3.4. The Structure and Protein Conserved Motifs of TuACO

The TuACO gene structure analysis revealed that the number of introns and exons varied significantly. The number of introns ranged from 0 to 3, while the number of exons ranged from 1 to 4 (Figure 3). TuACO4 contained three introns and four exons; TuACO3b, and TuACO6 each contained two introns and three exons; TuACO1a and TuACO1b each contained two exons and one intron; and TuACO3a, TuACO5a and TuACO5b each contained one exon with no intron. These findings indicate substantial structural variation among TuACO genes. On the other hand, the protein conserved motif analysis revealed that the TuACO protein family contained a total of 10 different conserved motifs, with all eight genes containing motifs 1–8, whereas motif 9 was present in TuACO1a and TuACO1b, and motif 10 was only present in TuACO3a and TuACO3b (Figure 4). The functional annotation also showed that motifs 1, 5 and 7 belonged to the 2OG-Fe (II) oxidase superfamily and were typical domains of the ACO gene family. Motif and domain analyses reveal that TuACO gene sequences are relatively conserved.

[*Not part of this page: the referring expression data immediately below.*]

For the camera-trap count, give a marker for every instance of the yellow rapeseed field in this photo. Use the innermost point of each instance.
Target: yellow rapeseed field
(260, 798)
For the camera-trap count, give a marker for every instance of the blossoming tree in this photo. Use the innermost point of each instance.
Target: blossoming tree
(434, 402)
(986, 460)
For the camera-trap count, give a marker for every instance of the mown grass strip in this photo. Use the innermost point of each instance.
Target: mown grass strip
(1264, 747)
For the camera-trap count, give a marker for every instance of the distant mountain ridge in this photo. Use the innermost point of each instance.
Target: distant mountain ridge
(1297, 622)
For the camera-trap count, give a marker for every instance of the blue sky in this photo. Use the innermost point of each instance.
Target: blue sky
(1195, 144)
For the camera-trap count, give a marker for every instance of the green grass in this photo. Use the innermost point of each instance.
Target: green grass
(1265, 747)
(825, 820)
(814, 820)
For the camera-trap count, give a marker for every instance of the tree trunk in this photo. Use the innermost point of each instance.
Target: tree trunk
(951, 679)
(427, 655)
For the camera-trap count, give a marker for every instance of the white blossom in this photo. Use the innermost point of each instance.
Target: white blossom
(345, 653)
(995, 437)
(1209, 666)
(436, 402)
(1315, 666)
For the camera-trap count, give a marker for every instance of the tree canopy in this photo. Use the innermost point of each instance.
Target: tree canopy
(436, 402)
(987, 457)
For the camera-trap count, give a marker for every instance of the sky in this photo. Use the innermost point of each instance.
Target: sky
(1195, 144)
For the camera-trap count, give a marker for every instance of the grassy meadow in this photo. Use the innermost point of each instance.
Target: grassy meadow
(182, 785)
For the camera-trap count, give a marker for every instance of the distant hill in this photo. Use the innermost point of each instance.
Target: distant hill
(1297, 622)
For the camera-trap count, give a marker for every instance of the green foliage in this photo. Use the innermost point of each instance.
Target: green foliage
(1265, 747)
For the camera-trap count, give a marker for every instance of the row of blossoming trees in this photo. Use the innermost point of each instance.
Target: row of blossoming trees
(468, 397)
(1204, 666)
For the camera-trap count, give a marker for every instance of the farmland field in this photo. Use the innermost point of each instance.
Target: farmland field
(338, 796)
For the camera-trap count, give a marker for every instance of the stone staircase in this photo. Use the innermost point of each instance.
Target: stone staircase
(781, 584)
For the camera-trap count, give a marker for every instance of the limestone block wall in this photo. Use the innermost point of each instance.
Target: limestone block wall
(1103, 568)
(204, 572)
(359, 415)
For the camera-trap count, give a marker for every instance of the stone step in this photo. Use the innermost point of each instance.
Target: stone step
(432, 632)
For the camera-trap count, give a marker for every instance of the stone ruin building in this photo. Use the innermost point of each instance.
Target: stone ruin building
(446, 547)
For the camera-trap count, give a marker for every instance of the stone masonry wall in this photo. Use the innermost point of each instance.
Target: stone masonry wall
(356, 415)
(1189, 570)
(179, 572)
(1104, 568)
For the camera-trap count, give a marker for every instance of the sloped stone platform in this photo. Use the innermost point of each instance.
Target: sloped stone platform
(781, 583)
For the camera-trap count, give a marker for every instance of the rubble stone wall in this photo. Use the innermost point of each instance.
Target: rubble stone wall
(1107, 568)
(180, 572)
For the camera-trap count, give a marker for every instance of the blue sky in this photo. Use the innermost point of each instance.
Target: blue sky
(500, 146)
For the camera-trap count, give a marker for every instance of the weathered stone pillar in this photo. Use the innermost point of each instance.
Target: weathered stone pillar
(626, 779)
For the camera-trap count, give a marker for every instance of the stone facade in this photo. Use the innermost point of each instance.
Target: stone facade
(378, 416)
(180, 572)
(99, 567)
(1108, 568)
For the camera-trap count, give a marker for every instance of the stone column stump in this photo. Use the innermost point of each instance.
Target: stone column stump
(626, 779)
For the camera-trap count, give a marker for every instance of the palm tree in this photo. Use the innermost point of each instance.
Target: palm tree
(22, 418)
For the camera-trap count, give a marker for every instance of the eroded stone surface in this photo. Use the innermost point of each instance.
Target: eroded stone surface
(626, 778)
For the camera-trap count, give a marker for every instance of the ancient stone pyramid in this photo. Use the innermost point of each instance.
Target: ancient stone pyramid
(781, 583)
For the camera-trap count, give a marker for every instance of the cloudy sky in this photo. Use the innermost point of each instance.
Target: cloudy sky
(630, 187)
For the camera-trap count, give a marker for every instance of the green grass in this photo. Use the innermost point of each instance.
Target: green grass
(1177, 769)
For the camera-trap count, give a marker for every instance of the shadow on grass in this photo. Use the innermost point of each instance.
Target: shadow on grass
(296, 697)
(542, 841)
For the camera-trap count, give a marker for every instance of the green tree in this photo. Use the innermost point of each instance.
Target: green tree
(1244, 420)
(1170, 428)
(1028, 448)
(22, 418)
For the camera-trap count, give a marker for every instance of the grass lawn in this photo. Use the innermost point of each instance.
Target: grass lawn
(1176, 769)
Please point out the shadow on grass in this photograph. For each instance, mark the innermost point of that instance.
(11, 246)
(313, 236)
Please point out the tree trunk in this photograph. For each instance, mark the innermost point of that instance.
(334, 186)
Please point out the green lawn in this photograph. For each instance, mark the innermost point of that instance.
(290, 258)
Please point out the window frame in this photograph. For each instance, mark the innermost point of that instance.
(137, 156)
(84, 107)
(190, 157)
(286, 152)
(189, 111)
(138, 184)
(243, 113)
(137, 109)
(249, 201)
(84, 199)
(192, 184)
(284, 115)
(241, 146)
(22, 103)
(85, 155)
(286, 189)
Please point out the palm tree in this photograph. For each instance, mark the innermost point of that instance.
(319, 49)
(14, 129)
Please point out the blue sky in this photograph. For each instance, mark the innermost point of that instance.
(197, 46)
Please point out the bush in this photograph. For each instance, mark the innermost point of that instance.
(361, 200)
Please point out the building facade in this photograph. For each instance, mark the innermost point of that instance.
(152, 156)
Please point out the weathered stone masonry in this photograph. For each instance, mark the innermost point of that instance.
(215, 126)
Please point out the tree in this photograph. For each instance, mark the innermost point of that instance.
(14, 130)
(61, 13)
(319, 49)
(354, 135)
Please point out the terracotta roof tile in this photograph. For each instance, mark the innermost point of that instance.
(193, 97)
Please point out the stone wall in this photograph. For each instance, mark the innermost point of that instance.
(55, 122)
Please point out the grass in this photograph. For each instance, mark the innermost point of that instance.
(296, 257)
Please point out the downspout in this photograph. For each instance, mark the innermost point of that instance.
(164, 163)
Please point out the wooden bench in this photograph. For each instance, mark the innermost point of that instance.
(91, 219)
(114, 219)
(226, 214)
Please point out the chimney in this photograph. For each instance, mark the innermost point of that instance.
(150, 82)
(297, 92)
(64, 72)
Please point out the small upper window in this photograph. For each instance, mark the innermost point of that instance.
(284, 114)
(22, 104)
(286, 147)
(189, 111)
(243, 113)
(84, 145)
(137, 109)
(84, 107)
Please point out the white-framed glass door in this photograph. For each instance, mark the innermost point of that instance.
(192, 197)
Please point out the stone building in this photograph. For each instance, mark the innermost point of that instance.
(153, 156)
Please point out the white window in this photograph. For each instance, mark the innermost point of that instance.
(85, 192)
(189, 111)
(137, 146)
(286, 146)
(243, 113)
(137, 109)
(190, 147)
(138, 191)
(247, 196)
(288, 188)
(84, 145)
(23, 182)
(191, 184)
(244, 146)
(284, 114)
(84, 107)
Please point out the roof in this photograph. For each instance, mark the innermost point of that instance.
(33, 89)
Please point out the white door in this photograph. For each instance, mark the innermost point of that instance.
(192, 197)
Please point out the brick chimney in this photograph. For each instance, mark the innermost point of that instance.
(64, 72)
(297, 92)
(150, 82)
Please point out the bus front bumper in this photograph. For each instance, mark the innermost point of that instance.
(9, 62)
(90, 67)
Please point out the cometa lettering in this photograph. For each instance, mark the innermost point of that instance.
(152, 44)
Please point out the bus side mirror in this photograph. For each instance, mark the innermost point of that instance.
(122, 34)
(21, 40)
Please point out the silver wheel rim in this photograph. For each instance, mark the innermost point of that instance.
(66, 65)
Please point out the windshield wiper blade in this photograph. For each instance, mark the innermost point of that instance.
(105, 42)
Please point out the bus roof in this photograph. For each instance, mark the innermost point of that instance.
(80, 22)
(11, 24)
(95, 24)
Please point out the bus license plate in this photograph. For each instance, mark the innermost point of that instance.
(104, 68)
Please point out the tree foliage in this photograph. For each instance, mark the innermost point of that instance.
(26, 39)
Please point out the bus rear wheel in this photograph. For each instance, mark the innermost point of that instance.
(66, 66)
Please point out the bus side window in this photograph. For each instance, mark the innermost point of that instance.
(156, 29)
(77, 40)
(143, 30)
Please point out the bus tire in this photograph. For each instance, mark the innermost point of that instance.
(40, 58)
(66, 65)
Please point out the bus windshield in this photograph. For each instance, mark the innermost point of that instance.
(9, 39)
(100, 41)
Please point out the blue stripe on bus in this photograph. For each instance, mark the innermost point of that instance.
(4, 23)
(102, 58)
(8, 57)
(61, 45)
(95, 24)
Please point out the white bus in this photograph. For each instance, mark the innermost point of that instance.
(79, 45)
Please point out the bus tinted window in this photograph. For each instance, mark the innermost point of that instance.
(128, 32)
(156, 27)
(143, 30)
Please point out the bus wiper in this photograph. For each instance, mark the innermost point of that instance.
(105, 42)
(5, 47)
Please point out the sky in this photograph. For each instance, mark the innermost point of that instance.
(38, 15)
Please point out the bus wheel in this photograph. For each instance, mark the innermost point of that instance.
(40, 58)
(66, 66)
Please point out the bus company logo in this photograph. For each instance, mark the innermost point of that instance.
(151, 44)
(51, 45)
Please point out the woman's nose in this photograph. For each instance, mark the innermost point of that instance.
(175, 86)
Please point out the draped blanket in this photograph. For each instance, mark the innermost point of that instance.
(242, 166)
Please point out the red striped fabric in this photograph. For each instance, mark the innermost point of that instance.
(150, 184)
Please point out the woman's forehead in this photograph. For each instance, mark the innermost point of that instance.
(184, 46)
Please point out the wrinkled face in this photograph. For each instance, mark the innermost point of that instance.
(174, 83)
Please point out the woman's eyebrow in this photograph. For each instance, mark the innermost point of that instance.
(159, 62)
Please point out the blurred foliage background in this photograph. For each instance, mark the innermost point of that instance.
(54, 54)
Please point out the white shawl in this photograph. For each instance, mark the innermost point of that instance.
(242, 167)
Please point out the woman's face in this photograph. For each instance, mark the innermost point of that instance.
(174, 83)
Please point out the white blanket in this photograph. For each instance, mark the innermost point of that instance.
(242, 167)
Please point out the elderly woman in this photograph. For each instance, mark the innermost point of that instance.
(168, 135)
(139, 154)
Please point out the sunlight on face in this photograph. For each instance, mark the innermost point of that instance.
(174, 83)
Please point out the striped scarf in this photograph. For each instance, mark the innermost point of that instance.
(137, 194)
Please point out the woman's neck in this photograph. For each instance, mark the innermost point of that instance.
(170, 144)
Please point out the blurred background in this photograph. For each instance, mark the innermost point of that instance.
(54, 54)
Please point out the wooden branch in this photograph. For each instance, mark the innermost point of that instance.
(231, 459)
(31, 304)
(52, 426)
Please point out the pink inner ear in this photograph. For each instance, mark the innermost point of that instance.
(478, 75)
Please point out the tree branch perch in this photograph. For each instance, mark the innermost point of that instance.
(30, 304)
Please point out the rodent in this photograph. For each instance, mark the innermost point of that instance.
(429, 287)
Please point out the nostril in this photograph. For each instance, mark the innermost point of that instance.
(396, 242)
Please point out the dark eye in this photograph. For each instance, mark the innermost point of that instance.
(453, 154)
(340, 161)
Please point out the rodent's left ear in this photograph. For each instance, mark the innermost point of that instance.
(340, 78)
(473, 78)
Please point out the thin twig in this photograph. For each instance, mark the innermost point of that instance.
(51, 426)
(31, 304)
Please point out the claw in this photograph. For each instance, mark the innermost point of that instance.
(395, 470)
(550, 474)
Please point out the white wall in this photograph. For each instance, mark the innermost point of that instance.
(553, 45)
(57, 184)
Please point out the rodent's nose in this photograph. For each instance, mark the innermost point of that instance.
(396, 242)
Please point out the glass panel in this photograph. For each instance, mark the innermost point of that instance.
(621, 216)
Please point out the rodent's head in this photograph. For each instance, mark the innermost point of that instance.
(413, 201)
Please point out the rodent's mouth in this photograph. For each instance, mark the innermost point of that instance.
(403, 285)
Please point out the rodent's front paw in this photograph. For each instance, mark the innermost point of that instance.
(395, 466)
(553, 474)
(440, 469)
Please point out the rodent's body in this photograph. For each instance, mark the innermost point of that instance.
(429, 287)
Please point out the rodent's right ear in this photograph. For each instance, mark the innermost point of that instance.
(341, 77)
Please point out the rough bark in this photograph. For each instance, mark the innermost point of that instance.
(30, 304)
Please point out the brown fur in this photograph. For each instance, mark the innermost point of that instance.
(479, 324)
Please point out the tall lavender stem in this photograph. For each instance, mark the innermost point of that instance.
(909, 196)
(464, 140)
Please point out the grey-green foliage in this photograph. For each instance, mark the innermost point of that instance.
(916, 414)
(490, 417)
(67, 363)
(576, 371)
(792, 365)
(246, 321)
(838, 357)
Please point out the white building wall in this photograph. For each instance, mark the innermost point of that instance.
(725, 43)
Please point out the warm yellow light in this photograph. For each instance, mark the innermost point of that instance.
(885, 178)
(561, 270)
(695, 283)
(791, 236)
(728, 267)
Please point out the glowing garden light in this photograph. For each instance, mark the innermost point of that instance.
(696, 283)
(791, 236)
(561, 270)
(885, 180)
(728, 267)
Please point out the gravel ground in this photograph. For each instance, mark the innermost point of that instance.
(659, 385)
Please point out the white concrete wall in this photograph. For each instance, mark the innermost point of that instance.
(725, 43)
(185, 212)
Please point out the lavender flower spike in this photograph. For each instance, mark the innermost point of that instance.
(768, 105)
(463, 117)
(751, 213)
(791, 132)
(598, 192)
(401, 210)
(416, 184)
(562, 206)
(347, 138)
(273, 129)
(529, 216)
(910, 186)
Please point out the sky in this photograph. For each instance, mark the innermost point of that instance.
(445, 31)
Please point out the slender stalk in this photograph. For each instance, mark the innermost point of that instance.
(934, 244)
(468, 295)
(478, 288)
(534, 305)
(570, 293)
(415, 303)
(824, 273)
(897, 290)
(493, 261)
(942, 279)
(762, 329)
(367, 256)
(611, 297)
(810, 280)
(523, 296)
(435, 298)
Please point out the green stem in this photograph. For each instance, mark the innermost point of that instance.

3.5. Promoter Cis-Acting Primitive Analysis

The cis-element analysis was conducted on the 2000 bp sequence upstream of the start codon of the TuACO gene using the online analysis software PlantCARE (Figure 5). The results indicated that the predicted promoters include ABRE (ABA response), LTR (low-temperature stress), ARE (anaerobic induced correlation), MBS (myb transcription factor binding site), G-box, ACE, MRE, Sp1, and Box4 (photoresponsive element). This result demonstrates the gene’s association with a stress response. ABA-responsive elements are the most abundant, followed by light-responsive elements such as G-box (Figure 6). Among the 8 TuACO genes, TuACO1b contained 16 cis-acting elements, with the ABA response element and myb transcription factor binding sites being the most abundant, while the TuACO6 and TuACO5b had the fewest, with only 4 cis-acting elements (Figure 5). The results suggest potential functional divergence among different TuACO genes.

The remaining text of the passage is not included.